Thank you for your valuable feedback on our manuscript. We appreciate your insightful comments and suggestions, which have significantly contributed to enhancing the quality and clarity of our work. Below, we address each of your points in detail: or (Please find the attached document containing our responses to both reviewers' comments.)
Comments:
The proposed approach has creativity in contribution and methodology. But, revision in terms of technical details is needed before acceptance. Also, paper organization should be improved. In this respect, some comments are suggested to describe technical details
Author response:
Thank you for your thoughtful and constructive feedback on our manuscript. We appreciate your recognition of the creativity in our contribution and methodology. In response to your comments, we have made several revisions to address the technical details and improve the organization of the paper. Below, we outline the specific changes made:
Comments1:
How do you create new query matrix using combination of binary matrix and similarity matrix? Discuss with more technical details.
Author response:
Thank you for pointing this out. We have added a detailed explanation of how the query matrix is created using the combination of the binary matrix and similarity matrix.
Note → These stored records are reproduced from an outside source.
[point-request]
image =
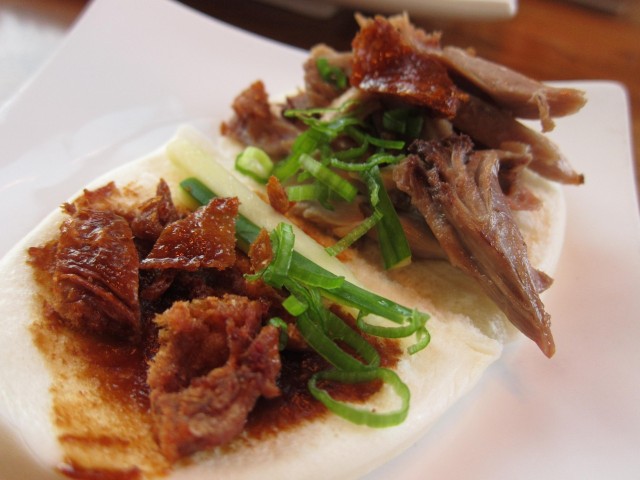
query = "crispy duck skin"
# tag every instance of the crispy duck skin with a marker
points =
(459, 195)
(384, 63)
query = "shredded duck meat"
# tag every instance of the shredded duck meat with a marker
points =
(384, 63)
(215, 360)
(93, 272)
(459, 195)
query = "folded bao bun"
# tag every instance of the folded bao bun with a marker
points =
(467, 334)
This section now includes step-by-step descriptions and mathematical formulations to enhance clarity.
The new query matrix is computed by multiplying the matrix M explained on Step 1 of the section 5.1, with the semantic similarity matrix SSM explained in section 4.2. The formula is: NQM[i][j]=M[i][j]*SSM[i][j]
Author action:
We add more technical details on section 5.1. (line 291) “Step 2: we multiply the resulting matrix M with the semantic similarity matrix SSM to obtain a new query matrix NQM as follows:
NQM[i][j]=M[i][j]*SSM[i][j]
The illustration of the calculation is done in Figure 3.”
Comments 2:
Discuss about the phrase "all query MDF" in this sentence with more details, "For each query, if the document contains all query MDF, then we divide the number…".
Author response:
We appreciate your request for clarification. We have elaborated on the phrase "all query MDF" in the relevant section. We now provide a more detailed explanation of how Medical Dependent Features (MDF) are identified and utilized for document scoring. The query MDF contains the most important medical features of the query. The more a document has these query features, the more suitable it is to the query. As the MDF features are very few, we restrict ourselves to retrieving only documents that contain all the query features.
Author action:
We update the sentence as follows:
(line 317) “In order to take into consideration, the length of the document, we use this filter. A document having only the query MDF should be more relevant than a document having other MDF in addition to the query ones. In fact, both documents are specific but the first document is more exhaustive.
For that, we propose to divide the number of MDF in both document and query, with the number of document MDF. If the document did not include any query MDF, then the value will 0.”
Comments 3:
How do you calculate the document length (LD)? How much is the range of LD in your dataset samples?
Author response:
Thank you for your query regarding document length. We have included a comprehensive explanation of how document length (LD) is calculated. Additionally, we have provided information on the range of LD values in our dataset samples to give context to our methodology. The LD is the number of MDF on the document. The average LD of the dataset samples is 3.2.
Author action:
We update the section 5.2.1 as follows:
“Where |MDFdocinquery| is the number of MDF in both document and query and LD is the document length using the MDF features.”
Comments 4:
Figure 4 is not clear. What is the meaning of year value in this plots? Are they show a specific publication? So, it is suggested to add related references.
Author response:
Thank you for highlighting the need for clarity. We have revised Figure 4 to improve clarity and added a detailed description. We tune the value of alpha on different datasets to evaluate its impact on the results using different metrics such as MAP, P@5, and P@10.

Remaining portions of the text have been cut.